Towards Supramolecular Fixation of NOX Gases: Encapsulated Reagents for Nitrosation

Abstract

The use of simple calix[4]arenes for chemical conversion of NO~2~/N~2~O~4~ gases is demonstrated in solution and in the solid state. Upon reacting with these gases, calixarenes 1 encapsulate nitrosonium (NO^+^) cations within their cavities with the formation of stable calixarene–NO^+^ complexes 2. These complexes act as encapsulated nitrosating reagents; cavity effects control their reactivity and selectivity. Complexes 2 were effectively used for nitrosation of secondary amides 5, including chiral derivatives.
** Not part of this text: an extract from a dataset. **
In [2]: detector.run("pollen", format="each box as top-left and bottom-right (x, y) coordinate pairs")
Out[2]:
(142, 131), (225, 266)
Unique size–shape selectivity was observed, allowing for exclusive nitrosation of less crowded N‐Me amides 5 a–e (up to 95 % yields). Bulkier N‐Alk (Alk>Me) substrates 5 did not react due to the hindered approach to the encapsulated NO^+^ reagents. Robust, silica gel based calixarene material 3 was prepared, which reversibly traps NO~2~/N~2~O~4~ with the formation of NO^+^‐storing silica gel 4. With material 4, similar size–shape selectivity was observed for nitrosation. The N‐Me–N‐nitroso derivatives 6 d,e were obtained with ∼30 % yields, while bulkier amides were nitrosated with much lower yields (<8 %). Enantiomerically pure encapsulating reagent 2 d was tested for nitrosation of racemic amide 5 t, showing modest but reproducible stereoselectivity and ∼15 % ee. Given high affinity to NO^+^ species, which can be generated by a number of NO~X~ gases, these supramolecular reagents and materials may be useful for NO~X~ entrapment and separation in the environment and biomedical areas.